A police officer pulled a guy over for speeding and had the following exchange:

Officer: May I see your driver's license?
Driver: I don't have one. I had it suspended when I got my 5th DUI.
Officer: May I see the owner's card for this vehicle?
Driver: It's not my car. I stole it.
Officer: The car is stolen?
Driver: That's right. But come to think of it, I think I saw the
owner's card in the glove box when I was putting my gun in there.
Officer: There's a gun in the glove box?
Driver: Yes sir. That's where I put it after I shot and killed the
woman who owns this car and stuffed her in the trunk.
Officer: There's a BODY in the TRUNK?!?!?
Driver: Yes, sir.

Hearing this, the officer immediately called his captain. The car was quickly surrounded by police, and the captain approached the driver to handle the tense situation:

Captain: Sir, can I see your license?
Driver: Sure. Here it is.
It was valid.

Captain: Who's car is this?
Driver: It's mine, officer. Here's the registration.
Captain: Could you slowly open your glove box so I can see if there's a gun in it?
Driver: Yes, sir, but there's no gun in it.
Sure enough, there was nothing in the glove box. 
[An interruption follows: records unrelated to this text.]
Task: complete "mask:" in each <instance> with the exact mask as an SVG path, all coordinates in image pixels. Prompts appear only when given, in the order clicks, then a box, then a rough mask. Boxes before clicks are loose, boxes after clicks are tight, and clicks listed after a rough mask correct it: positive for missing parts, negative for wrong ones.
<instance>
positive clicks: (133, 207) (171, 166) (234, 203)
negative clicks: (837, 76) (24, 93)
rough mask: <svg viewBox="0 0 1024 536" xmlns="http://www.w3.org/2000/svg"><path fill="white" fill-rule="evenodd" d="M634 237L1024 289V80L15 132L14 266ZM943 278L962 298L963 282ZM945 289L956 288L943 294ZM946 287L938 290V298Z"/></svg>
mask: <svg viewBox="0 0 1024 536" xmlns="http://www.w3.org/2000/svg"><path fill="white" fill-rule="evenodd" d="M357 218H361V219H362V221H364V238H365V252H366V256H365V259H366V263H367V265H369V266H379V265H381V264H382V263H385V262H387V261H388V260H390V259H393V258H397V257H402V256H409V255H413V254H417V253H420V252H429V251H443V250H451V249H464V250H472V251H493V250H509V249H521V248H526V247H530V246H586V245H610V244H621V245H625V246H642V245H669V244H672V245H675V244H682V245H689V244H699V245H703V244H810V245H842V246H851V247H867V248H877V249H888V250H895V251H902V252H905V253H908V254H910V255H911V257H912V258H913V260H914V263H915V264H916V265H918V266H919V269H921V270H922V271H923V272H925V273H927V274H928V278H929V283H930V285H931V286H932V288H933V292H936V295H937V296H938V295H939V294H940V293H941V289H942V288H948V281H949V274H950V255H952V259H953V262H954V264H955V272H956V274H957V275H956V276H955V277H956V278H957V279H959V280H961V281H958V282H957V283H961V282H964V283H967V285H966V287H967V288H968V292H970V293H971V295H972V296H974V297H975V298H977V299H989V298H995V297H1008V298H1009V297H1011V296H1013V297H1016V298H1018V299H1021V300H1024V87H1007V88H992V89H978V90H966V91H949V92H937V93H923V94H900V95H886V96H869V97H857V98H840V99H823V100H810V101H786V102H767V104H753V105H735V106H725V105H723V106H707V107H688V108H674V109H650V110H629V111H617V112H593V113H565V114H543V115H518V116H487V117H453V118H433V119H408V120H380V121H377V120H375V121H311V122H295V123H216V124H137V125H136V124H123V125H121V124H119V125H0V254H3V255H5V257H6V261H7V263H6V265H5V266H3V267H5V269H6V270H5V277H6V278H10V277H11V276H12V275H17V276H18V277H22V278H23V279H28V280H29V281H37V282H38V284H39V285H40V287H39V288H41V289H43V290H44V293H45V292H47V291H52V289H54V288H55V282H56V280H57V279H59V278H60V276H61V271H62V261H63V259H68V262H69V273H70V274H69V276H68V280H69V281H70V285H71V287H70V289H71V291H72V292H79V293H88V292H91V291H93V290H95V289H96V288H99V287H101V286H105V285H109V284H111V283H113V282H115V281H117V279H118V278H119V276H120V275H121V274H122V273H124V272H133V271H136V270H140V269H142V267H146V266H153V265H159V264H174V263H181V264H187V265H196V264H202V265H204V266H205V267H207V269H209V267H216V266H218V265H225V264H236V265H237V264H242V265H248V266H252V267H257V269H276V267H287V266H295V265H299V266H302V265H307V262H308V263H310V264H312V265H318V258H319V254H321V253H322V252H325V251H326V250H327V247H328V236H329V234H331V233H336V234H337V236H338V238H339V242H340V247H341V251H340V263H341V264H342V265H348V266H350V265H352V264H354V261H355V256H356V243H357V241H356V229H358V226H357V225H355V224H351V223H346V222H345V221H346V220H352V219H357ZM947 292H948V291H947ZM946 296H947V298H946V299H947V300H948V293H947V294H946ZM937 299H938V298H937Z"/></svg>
Captain: Would you mind opening your trunk? I was told you said there's a body in it.
Driver: No problem.
The trunk was opened; no body.

Captain: I don't understand it. The officer who stopped you said you told him you didn't have a license, stole the car, had a gun in the glovebox, and that there was a dead body in the trunk.

Driver: Yeah, I'll bet he told you I was speeding, too.


 

Lisa


----------



## arnisador (Aug 21, 2003)

Heh.


----------